今回の相互関税も関税比率の決定が極めてずさんであったことを露呈しています。対アメリカ貿易黒字額÷当該国の貿易額÷2であります。そして全世界に10%のベース課税をします。この10%は貿易当事国が対米で赤字でも黒字でも関係ありません。人が住んでいようがどんな小島だろうが、自動的に加算され、さらに重要国(=放置できない国)に上乗せ関税を計算したものであり、日本の場合は24%と出たわけです。
さて、ここからが問題です。市場は崩壊するような下落を演じています。相互関税発表で「あく抜け」期待を裏切ったのはそのインパクトが大きすぎたからでしょう。市場の動きを見る限り目先反発期待はなさそうで、特に日本は弱り目に祟り目状態で「終わりの始まり」になるようにも見えます。アメリカの株式が高値から20%下落となれば弱気相場入りで通常は回復するのに年単位となります。日経平均も以前、チャート的に3万円程度までの下落はあると私は申し上げましたが、視野に入ってくるかもしれません。
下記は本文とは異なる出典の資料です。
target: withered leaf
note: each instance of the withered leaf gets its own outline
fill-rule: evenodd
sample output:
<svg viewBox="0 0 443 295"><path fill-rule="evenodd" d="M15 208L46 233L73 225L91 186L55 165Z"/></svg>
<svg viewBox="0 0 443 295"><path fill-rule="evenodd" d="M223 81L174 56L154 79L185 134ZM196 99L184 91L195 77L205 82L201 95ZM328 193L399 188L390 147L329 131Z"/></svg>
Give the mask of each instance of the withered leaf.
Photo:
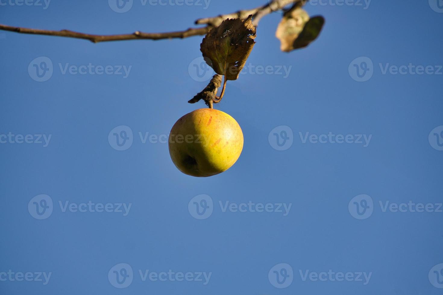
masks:
<svg viewBox="0 0 443 295"><path fill-rule="evenodd" d="M288 11L283 16L276 32L276 36L280 39L280 49L289 52L306 47L317 38L324 23L323 16L310 19L307 13L300 8Z"/></svg>
<svg viewBox="0 0 443 295"><path fill-rule="evenodd" d="M215 74L212 77L208 86L205 89L195 95L191 100L188 101L190 103L195 103L203 100L208 106L209 106L210 102L212 103L215 98L217 91L222 86L222 76Z"/></svg>
<svg viewBox="0 0 443 295"><path fill-rule="evenodd" d="M245 66L255 42L256 28L252 15L244 20L240 19L224 20L213 28L200 44L203 57L219 75L228 80L235 80Z"/></svg>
日本の株価を下押すもう一つの理由は為替で、想定通り円高に向かってきています。円高というより、ドル指数が猛然と下げており、世界通貨に対して「ドルの一弱状態」になっています。この状態が長く続けばドルの信認問題にもつながってくるため、巷で言われる国際貿易秩序の問題どころかドル基軸を揺るがす公算すら出てきてしまいます。
多少知識がある方から見ればトランプ氏の政策はブレーキが壊れた蒸気機関車のような爆走状態であり、本人が現実を受け止めることができるのかという点が気になります。もしも氏の精神状態に問題がなければこれから各国と交渉をし、10%を下回らない範囲で関税率引き下げとなるでしょう。しかし、その作業は膨大で、事務工数的に時間を要すると思います。一方、ブチ切れたままならばお手上げでしばし続くことになります。
6月にカナダでサミットがあります。私はトランプ氏は来ない気がしています。自分でカナダは51番目の州だと繰り返し述べたことで「カナダに行けばおれば暗殺されるかもしれない。そんなところにのこのこ行くわけにはいかない」と。それは表向きの理由でトランプ氏はG7で6人の敵、そのうち4人は特に難癖をつけるであろうその相手に「俺は一対一の交渉しかしない」という中で逃げたいというのが本音だと思います。